Cumhuriyet tarihimizin birer (Onurlu gazeteci, araştırmacı ve belgeselciler olan : Rıdvan Akar, Prof. Dr. Ayhan Aktar ve Can Dündar’ın sayısız kitaplarını, araştırmalarını ve CNN Türk’teki filmleri anımsayalım !) “Utanç Yılları” olarak nitelenen : “40’ların Yirmi Sınıf Askerlik !”, “42’nin Varlık Vergisi Faciası !”, “55’in 6-7 Eylül Çapulculuğu !” gibi olaylar işte, devletin bu “dolaylı zengin yaratma” işlevini görebildiği olaylardır.

Saklamaya gerek duymadan (“Gayrimüslimler bu ülkede ancak hizmetçilik yapabilirler !”) başta İstanbul olmak üzere, Türkiyemizin ticaret erbabı, gayrımüslim Türk(vatandaşları)leri korkutarak, madden, mânen eziyetler çektirterek, belleri kırdırılıp kaçırtarak, onların işgal ettiği yerleri “yerlileştirerek !” yapay bir “Türk Milli Burjuva Sınıfı yaratılmak !” istendi.
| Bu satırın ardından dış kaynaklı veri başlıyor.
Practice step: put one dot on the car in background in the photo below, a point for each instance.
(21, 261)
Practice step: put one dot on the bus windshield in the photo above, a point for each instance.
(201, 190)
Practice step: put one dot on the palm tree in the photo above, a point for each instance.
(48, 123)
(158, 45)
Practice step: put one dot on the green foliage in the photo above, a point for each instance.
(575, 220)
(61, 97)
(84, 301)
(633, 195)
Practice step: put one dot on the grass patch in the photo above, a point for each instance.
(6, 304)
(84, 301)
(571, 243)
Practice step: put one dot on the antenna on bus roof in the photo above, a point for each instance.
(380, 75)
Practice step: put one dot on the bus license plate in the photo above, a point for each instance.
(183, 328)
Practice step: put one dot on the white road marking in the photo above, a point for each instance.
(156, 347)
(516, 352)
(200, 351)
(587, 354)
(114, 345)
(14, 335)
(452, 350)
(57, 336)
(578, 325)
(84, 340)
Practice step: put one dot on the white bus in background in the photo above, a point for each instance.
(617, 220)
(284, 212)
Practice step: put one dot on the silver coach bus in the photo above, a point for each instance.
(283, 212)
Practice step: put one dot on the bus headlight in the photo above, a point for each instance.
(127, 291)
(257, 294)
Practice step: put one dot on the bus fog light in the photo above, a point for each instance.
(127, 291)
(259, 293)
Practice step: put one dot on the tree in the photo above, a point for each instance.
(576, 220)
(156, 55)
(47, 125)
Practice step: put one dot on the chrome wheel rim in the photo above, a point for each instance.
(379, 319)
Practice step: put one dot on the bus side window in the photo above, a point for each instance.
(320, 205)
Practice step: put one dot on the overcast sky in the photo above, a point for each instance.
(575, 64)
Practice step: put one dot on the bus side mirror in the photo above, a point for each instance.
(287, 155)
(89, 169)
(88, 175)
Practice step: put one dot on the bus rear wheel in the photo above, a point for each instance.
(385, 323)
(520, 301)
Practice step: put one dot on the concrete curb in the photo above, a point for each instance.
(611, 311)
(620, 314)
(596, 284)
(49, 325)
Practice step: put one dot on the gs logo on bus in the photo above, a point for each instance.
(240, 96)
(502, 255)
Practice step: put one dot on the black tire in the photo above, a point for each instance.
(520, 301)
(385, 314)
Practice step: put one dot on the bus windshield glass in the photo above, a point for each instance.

SAKIP SABANCI’YA GELİNCE …

Yazımızın başında arzettiğimiz gibi, rahmetlinin, bir kristal gibi, ışık yansımalarıyla gönülleri okşayan, onca çok değişik, açısı veya yüzü vardı ki … Bir de tabiî Zülfü Livaneli’nin de dediği gibi, bir tür “Pirandello”ydu da sanki Sakıp Bey …

Ahmet Hakan’dan öğrendiğimize göre 12 Mart’ta, kılına dokunulmasın diye, Çetin Altan gibi bir fikir ve kalem adamının yanında resmen ve fiziken saf almış, sonra bildiğimiz üzre kendi kurduğu Sabancı Üniversitesine her yıl 20 ila 25 milyon ABD Doları harcamış, “Türkiye’nin fabrikaları var da, niye Harvard’ları olmasın ?” diyebilmiş, Türkiye’nin ilk uluslararası bankasını İngiltere’de açmış, bu ülkede “Benim” diyen nicelerin “dut yemiş bülbül” kesildiği bir dönemde “Güney Doğu Raporu”nu hazırlatmış ve bunun karşılığında, yine o bilinen kafadaki yöneticilerce çok ağır eleştiriler almış, gelişmesine yardımcı olmuş, kendisinin de her şekilde hizmet ettiği devletinin derinliklerinden ikaz almış, kardeşini, iki çalışanını bu uğurda yitirmiş Sakıp Sabancı ise … Hacı Ömer Sabancı’nın, sevgili babasının, o (1915) cehennemsi yıllarda, dolaylı olarak edinmiş olduğu yerel sermayeyi, evrensel yüksek boyutlara eriştirmeyi bilmiş, çok değişik niteliklere sahip bir İNSAN’dı …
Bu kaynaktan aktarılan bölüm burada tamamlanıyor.